July 14, 2010

Each snowflake is different, but mine is an honor roll student

Summer is a battleground between the need to be thrifty and the desire to consume ice cream until I vomit it back into the cone. While the extra hour of light during daylight savings correlates with a decrease in crime and car accidents, it also increases the temptation to 'expand economically' and party like hell.

I just want to eat out on the patios of restaurants all day. I'd like to grab some brunch, shuffle up to a late lunch, and lurch over to dinner. Afterwards, it would be nice to hit a bar. And I would never fail to have a milkshake in hand.

But alack! No can do. I have a few days until I get paid again and I possess but a pittance in my checking account. My money left my hands pretty early these past two weeks. I thought I could hold out, but when I hit the home stretch, my bike busted a flat. I couldn't afford to fix it and I couldn't come up with more than two days worth of train fare for a five day work week. Jessica came to the rescue wearing a mask and cape as she often does, acting as if I didn't know her true identity. But I knew. I knew! She spotted me the fifteen bucks to repair the flat which will be reimbursed from a hutch we're going to sell this weekend.

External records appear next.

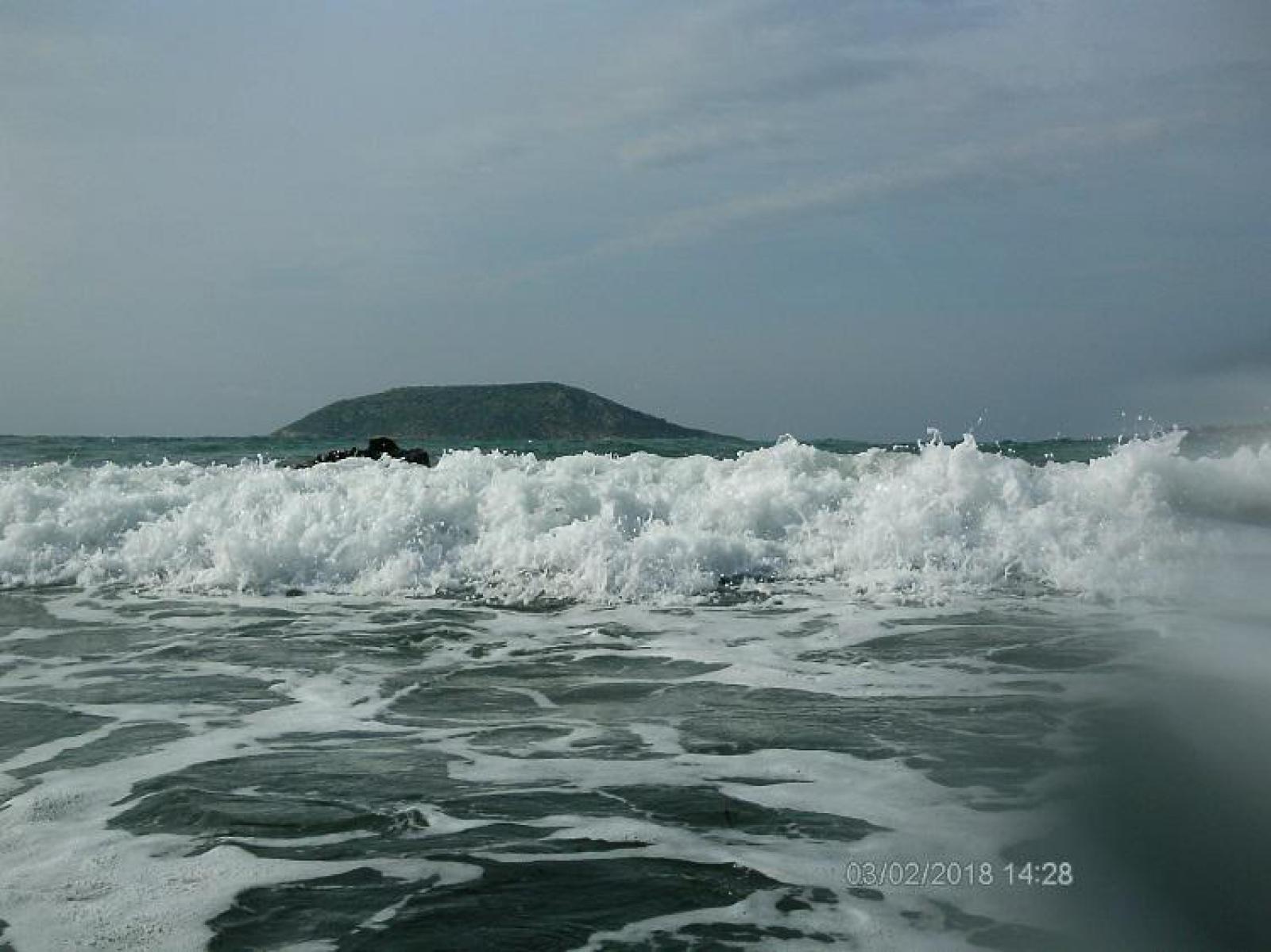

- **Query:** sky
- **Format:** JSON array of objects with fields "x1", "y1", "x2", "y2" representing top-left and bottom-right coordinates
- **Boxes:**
[{"x1": 0, "y1": 0, "x2": 1271, "y2": 440}]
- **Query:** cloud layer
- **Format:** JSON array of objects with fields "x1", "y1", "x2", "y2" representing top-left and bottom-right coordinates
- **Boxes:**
[{"x1": 0, "y1": 0, "x2": 1271, "y2": 437}]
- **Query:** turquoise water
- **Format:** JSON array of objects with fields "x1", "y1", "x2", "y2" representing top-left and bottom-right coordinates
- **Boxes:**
[{"x1": 0, "y1": 430, "x2": 1271, "y2": 952}]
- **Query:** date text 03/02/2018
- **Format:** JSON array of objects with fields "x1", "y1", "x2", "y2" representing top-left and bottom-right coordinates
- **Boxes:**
[{"x1": 844, "y1": 859, "x2": 1076, "y2": 888}]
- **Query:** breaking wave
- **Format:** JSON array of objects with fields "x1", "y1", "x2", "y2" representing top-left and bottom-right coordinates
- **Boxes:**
[{"x1": 0, "y1": 434, "x2": 1271, "y2": 603}]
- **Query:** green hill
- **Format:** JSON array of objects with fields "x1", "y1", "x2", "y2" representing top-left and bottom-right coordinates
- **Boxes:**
[{"x1": 273, "y1": 383, "x2": 737, "y2": 440}]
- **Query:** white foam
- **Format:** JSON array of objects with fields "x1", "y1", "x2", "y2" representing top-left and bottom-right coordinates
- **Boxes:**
[{"x1": 0, "y1": 434, "x2": 1271, "y2": 603}]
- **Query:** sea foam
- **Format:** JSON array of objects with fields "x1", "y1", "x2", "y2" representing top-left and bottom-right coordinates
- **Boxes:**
[{"x1": 0, "y1": 434, "x2": 1271, "y2": 603}]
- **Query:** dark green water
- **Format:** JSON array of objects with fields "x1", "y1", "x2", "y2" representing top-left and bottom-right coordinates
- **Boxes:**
[{"x1": 0, "y1": 431, "x2": 1271, "y2": 952}]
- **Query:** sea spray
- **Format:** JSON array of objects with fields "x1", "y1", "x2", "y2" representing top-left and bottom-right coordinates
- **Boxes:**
[{"x1": 0, "y1": 434, "x2": 1271, "y2": 603}]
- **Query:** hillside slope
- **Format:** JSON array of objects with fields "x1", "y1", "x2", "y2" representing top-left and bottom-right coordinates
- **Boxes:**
[{"x1": 273, "y1": 383, "x2": 718, "y2": 440}]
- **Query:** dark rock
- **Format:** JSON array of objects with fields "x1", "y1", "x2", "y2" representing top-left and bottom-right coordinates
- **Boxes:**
[{"x1": 296, "y1": 436, "x2": 432, "y2": 469}]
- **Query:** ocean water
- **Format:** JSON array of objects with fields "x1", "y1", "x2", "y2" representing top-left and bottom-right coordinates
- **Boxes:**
[{"x1": 0, "y1": 428, "x2": 1271, "y2": 952}]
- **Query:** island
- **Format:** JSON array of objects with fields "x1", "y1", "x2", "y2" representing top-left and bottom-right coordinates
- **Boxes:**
[{"x1": 272, "y1": 383, "x2": 735, "y2": 440}]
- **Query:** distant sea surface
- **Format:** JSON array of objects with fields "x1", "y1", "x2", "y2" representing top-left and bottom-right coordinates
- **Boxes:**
[{"x1": 0, "y1": 427, "x2": 1271, "y2": 952}]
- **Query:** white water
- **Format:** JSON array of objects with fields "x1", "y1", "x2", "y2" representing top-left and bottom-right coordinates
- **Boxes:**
[{"x1": 0, "y1": 434, "x2": 1271, "y2": 603}]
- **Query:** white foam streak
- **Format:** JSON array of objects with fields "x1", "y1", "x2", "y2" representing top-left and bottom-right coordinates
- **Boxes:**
[{"x1": 0, "y1": 434, "x2": 1271, "y2": 601}]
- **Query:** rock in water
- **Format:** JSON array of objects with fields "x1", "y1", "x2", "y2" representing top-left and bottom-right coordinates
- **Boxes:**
[{"x1": 296, "y1": 436, "x2": 432, "y2": 469}]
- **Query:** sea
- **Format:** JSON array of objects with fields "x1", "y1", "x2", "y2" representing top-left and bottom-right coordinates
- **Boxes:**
[{"x1": 0, "y1": 426, "x2": 1271, "y2": 952}]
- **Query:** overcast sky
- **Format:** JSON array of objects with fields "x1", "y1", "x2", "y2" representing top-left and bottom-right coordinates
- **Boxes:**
[{"x1": 0, "y1": 0, "x2": 1271, "y2": 438}]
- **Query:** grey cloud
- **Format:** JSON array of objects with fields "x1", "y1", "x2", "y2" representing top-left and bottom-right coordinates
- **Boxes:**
[{"x1": 562, "y1": 118, "x2": 1167, "y2": 263}]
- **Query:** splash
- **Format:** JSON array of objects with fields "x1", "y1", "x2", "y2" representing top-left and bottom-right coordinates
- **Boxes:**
[{"x1": 0, "y1": 434, "x2": 1271, "y2": 603}]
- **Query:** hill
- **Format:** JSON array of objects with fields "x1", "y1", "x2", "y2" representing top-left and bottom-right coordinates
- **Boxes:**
[{"x1": 272, "y1": 383, "x2": 742, "y2": 440}]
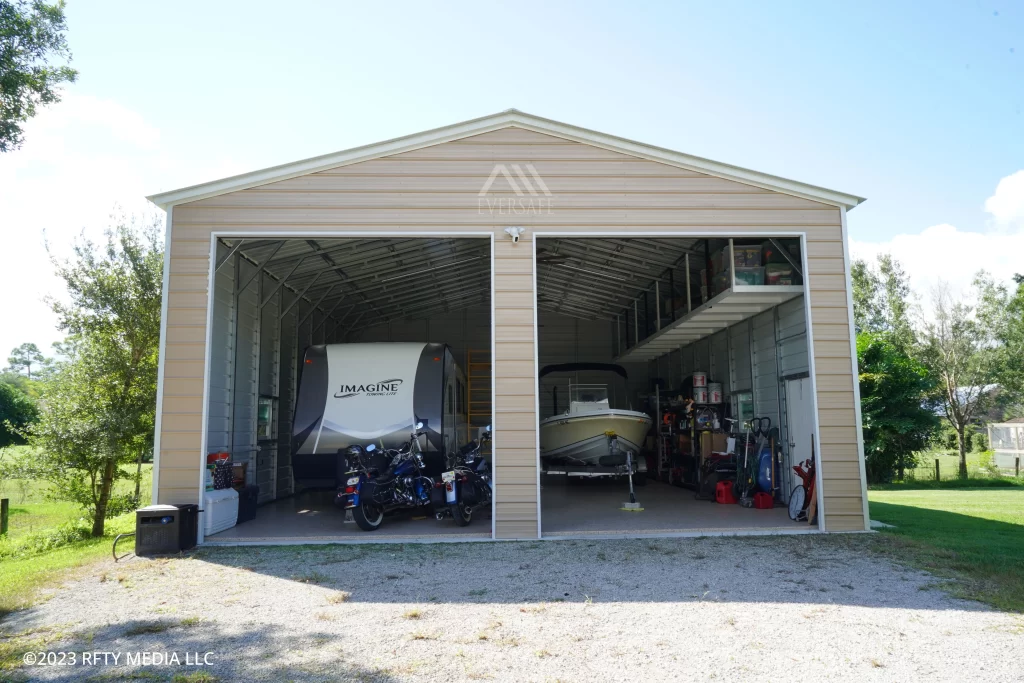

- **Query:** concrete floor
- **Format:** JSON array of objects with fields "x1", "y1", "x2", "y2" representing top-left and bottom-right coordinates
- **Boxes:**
[
  {"x1": 206, "y1": 476, "x2": 798, "y2": 545},
  {"x1": 541, "y1": 475, "x2": 790, "y2": 537},
  {"x1": 206, "y1": 490, "x2": 490, "y2": 545}
]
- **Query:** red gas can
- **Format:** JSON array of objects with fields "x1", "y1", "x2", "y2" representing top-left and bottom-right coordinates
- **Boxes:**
[{"x1": 715, "y1": 481, "x2": 736, "y2": 505}]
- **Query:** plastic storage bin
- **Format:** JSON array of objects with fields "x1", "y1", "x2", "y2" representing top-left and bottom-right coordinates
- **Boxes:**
[
  {"x1": 203, "y1": 488, "x2": 239, "y2": 536},
  {"x1": 765, "y1": 263, "x2": 800, "y2": 285},
  {"x1": 736, "y1": 267, "x2": 765, "y2": 285},
  {"x1": 761, "y1": 240, "x2": 800, "y2": 265},
  {"x1": 715, "y1": 481, "x2": 736, "y2": 505},
  {"x1": 732, "y1": 245, "x2": 761, "y2": 268}
]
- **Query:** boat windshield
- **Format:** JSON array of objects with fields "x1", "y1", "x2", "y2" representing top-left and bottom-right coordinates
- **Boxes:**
[{"x1": 569, "y1": 384, "x2": 610, "y2": 413}]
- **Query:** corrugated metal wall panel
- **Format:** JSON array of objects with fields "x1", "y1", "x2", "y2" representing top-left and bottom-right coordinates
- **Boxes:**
[
  {"x1": 667, "y1": 349, "x2": 683, "y2": 389},
  {"x1": 256, "y1": 274, "x2": 281, "y2": 503},
  {"x1": 729, "y1": 321, "x2": 753, "y2": 394},
  {"x1": 276, "y1": 289, "x2": 299, "y2": 498},
  {"x1": 692, "y1": 338, "x2": 711, "y2": 373},
  {"x1": 710, "y1": 330, "x2": 729, "y2": 402},
  {"x1": 778, "y1": 297, "x2": 810, "y2": 377},
  {"x1": 158, "y1": 129, "x2": 864, "y2": 538},
  {"x1": 204, "y1": 245, "x2": 236, "y2": 455},
  {"x1": 231, "y1": 259, "x2": 259, "y2": 491},
  {"x1": 752, "y1": 310, "x2": 779, "y2": 427}
]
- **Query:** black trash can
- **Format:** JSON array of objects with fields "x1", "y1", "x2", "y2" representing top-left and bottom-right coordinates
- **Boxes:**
[
  {"x1": 238, "y1": 484, "x2": 259, "y2": 524},
  {"x1": 135, "y1": 504, "x2": 199, "y2": 557},
  {"x1": 174, "y1": 503, "x2": 199, "y2": 550}
]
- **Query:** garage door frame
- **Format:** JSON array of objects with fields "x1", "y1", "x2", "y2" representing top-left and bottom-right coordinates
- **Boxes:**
[
  {"x1": 192, "y1": 229, "x2": 499, "y2": 544},
  {"x1": 530, "y1": 232, "x2": 827, "y2": 539}
]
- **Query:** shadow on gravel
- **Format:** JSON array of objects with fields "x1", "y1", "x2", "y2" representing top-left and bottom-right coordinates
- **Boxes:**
[
  {"x1": 186, "y1": 535, "x2": 983, "y2": 609},
  {"x1": 0, "y1": 618, "x2": 398, "y2": 683}
]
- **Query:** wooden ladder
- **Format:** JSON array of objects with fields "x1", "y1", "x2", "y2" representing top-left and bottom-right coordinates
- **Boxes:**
[{"x1": 466, "y1": 349, "x2": 494, "y2": 438}]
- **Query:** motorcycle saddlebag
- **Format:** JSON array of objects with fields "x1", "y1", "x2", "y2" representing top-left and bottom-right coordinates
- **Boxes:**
[
  {"x1": 459, "y1": 479, "x2": 480, "y2": 505},
  {"x1": 430, "y1": 486, "x2": 447, "y2": 510},
  {"x1": 359, "y1": 479, "x2": 377, "y2": 503}
]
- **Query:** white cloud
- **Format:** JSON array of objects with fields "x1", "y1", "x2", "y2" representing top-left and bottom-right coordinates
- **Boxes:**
[
  {"x1": 0, "y1": 92, "x2": 241, "y2": 366},
  {"x1": 850, "y1": 171, "x2": 1024, "y2": 307},
  {"x1": 985, "y1": 170, "x2": 1024, "y2": 224}
]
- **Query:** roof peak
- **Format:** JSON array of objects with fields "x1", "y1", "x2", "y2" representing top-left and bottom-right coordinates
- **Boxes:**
[{"x1": 147, "y1": 109, "x2": 864, "y2": 209}]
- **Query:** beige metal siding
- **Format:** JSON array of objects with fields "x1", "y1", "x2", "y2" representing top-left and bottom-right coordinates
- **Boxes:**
[{"x1": 160, "y1": 128, "x2": 863, "y2": 538}]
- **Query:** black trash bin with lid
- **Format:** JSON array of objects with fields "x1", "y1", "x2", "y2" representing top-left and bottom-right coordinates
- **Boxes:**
[
  {"x1": 236, "y1": 484, "x2": 259, "y2": 524},
  {"x1": 135, "y1": 504, "x2": 199, "y2": 557}
]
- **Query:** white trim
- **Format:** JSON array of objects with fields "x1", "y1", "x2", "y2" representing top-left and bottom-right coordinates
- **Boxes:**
[
  {"x1": 530, "y1": 231, "x2": 544, "y2": 539},
  {"x1": 196, "y1": 232, "x2": 221, "y2": 545},
  {"x1": 800, "y1": 232, "x2": 825, "y2": 531},
  {"x1": 491, "y1": 232, "x2": 498, "y2": 541},
  {"x1": 839, "y1": 209, "x2": 872, "y2": 530},
  {"x1": 532, "y1": 230, "x2": 825, "y2": 540},
  {"x1": 147, "y1": 110, "x2": 864, "y2": 209},
  {"x1": 150, "y1": 207, "x2": 174, "y2": 505}
]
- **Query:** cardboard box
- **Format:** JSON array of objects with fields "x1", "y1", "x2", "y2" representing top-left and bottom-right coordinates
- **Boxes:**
[
  {"x1": 700, "y1": 432, "x2": 728, "y2": 458},
  {"x1": 231, "y1": 463, "x2": 249, "y2": 489}
]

I gave myself a ten dollar limit to spend on food for the week. I bought some tomatoes, yogurt, and a pineapple. I kept under ten dollars by $2.84. That paltry sum was shuffled over as a tiny payment to my credit card.

Isn't that a neat trick? It's a tactic I picked up called snowflaking. Snowflaking is a debt reduction method by which you take a small amount of cash you come across and flick it into that seemingly bottomless pit of debt. It's kind of like throwing a handful of dirt onto a festering corpse. It might not seem like it's covering up that man you killed, but it builds up over a long period of time.

Cover that up with dirt and you won't have to marry it!

Snowflaking can actually be fun. It's not the same as painfully committing a large chunk of funds. The small, almost silly amounts that go into my debt can give me the mental boost I need to take this on in the long term. Because I'm constantly putting payments on what I owe.

That will hasten my debt's demise. And the sooner I pay it off, the sooner I'll be regurgitating ice cream and shoving sandwiches into my esophagus.